この新人工乳シリーズは、国内でのBSE発生よる血漿タンパクなど特定の動物性原料の飼料への使用規制を受けて、JA全農飼料畜産中央研究所(飼中研)が3年ほど前から開発に着手し、子豚に最適な人工乳の切替え時期や栄養成分を研究・開発したもので、(株)科学飼料研究所が製造を担当している。
従来体系を一新したこのシリーズは、子豚に最適な切替え時期や原料、栄養成分を見極めて、哺乳期を4段階に分けた体系で、「子豚えつけ」「子豚すこやか」「子豚はつらつ」「子豚げんき(地域により名称が異なる場合がある)」の4種類で構成されている。
子豚が大人の入口である体重30キロにまで成長するのにはおおよそ70日かかるが、そこまでの成長がその後の発育を左右するといわれるように、この時期の飼育管理が重要だ。
この時期は、ほとんどすべてのタンパク質の構成成分となるリジン(アミノ酸)の要求量や消化酵素の質が劇的に変化する時期でもある。体重30キロまでに必要な飼料中のリジン要求量の目安は、体重6キロ、8キロ、12キロで変わるので、それに合わせた飼料が必要となる。
また、消化酵素の変化も重要で、出生直後の子豚はラクターゼという乳糖を分解する酵素を多く分泌するので、哺乳中や離乳後1週間(体重8キロ程度)は、脱脂粉乳などの乳製品が飼料として適している。生後4週間ごろからは、アミラーゼ、マルターゼ、プロテアーゼが活性化してくるので、トウモロコシや大豆かすなどの穀類を消化することができるようになる。
こうしたことから、新人工乳シリーズの給与体系は4段階になったという。
この新人工乳シリーズを給与するときのポイントは、子豚の体重変化に合わせて、人工乳を切替えることにある。
小さな子豚をなくすために、各ステージの推奨給与量を確実に食べさせていく「フィードバジェット方式」が推奨されている。つまり、子豚が1部屋に20頭いる場合、「子豚すこやか」ならば1頭当たり2キロが目安となるため、20キロ袋を2袋与え、それが食べ終わったら次のステージである「子豚はつらつ」に切り替えるという飼料給与量の決め打ちだ。
◆4段階飼料体系で豚の生理に適した給与−シリーズの特徴
各段階に対応した新人工乳の特徴をみてみよう。
【子豚えつけ】(出生翌日から離乳3日後まで1頭1キロを給与)
粉餌に慣れさせ摂食行動を確立させる、いわゆる餌付けを目的とする人工乳だ。哺乳中の子豚の消化生理に沿った原料組成にするために、脱脂粉乳を主体にし、消化性を最大限に追及している。さらに、新規原料として酵母抽出物を採用し、発育、嗜好性の改善をはかっている。
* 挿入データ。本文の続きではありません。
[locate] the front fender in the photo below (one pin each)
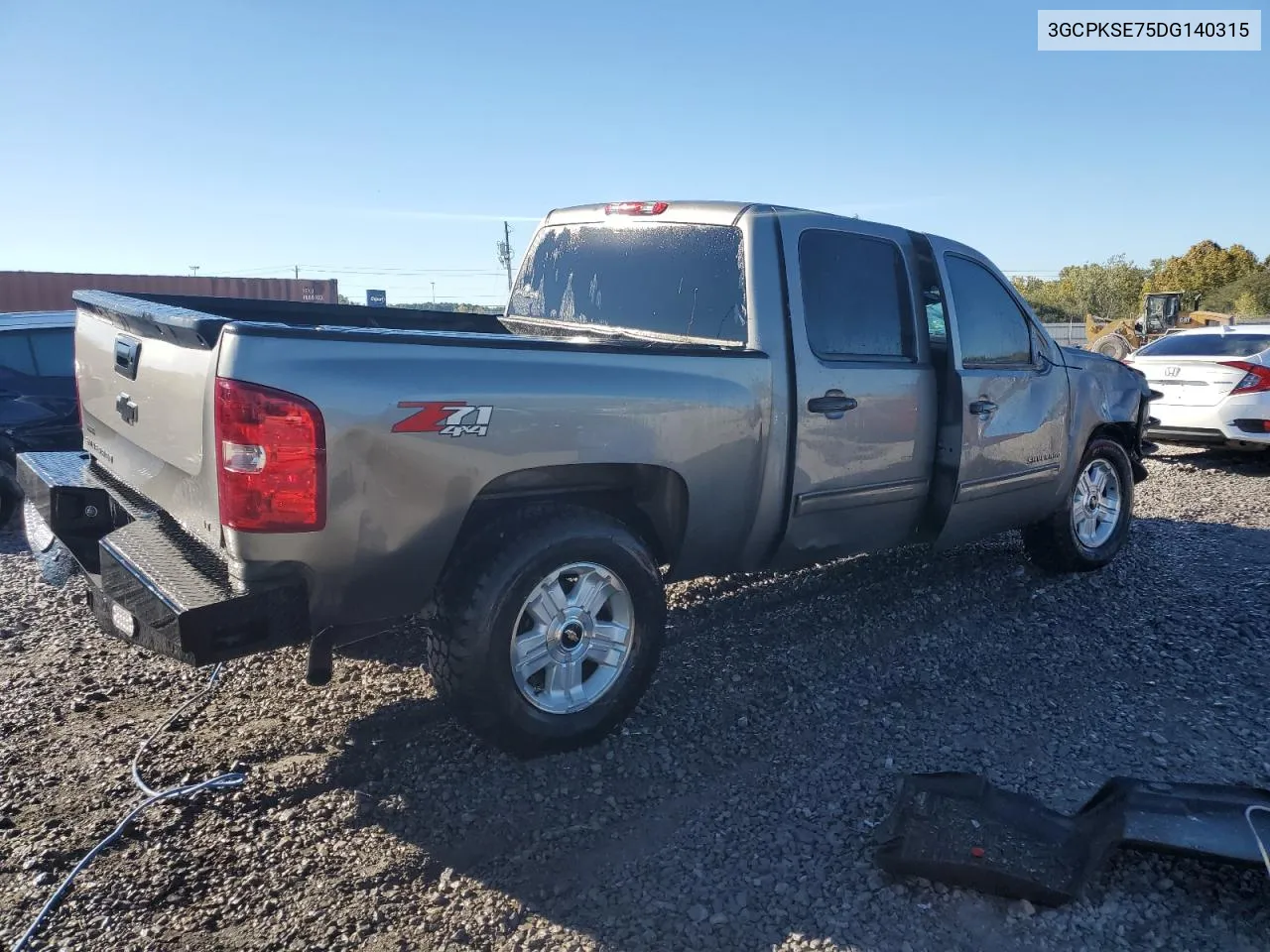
(1106, 394)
【子豚すこやか】(離乳3日後から約1週間、1頭2キロを給与)
子豚の体の生理作用が大きく変化する離乳後に使用する人工乳で、餌付け用人工乳「子豚えつけ」からスムースに移行し、離乳ショックによる各種のストレスを緩和し、順調な発育を促すための飼料内容となっている。脱脂粉乳を主体とし酵母抽出物を採用することで、「子豚えつけ」に近い消化の良い原料組成となっている。離乳後の消化能力に合わせた栄養によって、成長が順調に進むよう工夫されている。
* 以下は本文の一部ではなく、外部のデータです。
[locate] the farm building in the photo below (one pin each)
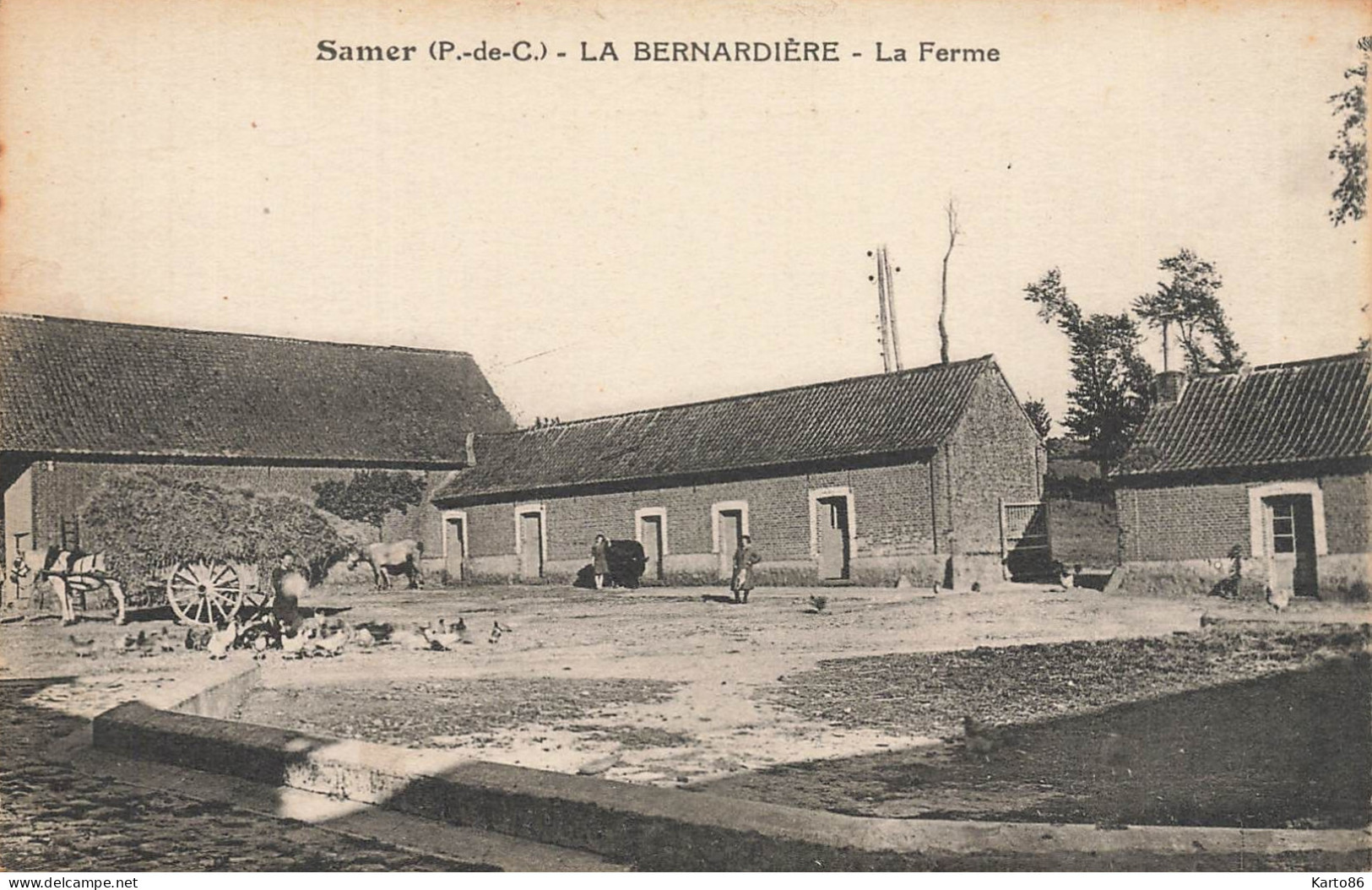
(856, 480)
(1271, 466)
(83, 399)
【子豚はつらつ】(体重8キロから約12日間、1頭5キロを給与)
離乳後の成長が軌道にのった子豚に対して、発育に弾みをつけ、哺乳期後期飼料へスムースに切替えることを目的に給与する人工乳。消化性の高い加熱処理穀類や粉砕穀類を中心に、ホエーや脱脂粉乳などの乳製品も使用している。
【子豚げんき】(体重12キロ以上から30キロまで)
哺乳期後期の飼料で、1日当たりの増体重をピークに引き上げることを目的に給与する。タンパク源は大豆かすなどが中心となっている。
◆優れた嗜好性で63日で体重30キロをクリア
飼中研の農場とコンベ農場で、新人工乳シリーズと従来品の発育成績を比較したところ、図1のように期間増体は大幅な改善が認められた。飼中研農場の子豚は、63日間で体重30キロをクリアし、コンベ農場の場合も、「子豚すこやか」「子豚はつらつ」の給与の段階で大幅な体重アップをはかることができた。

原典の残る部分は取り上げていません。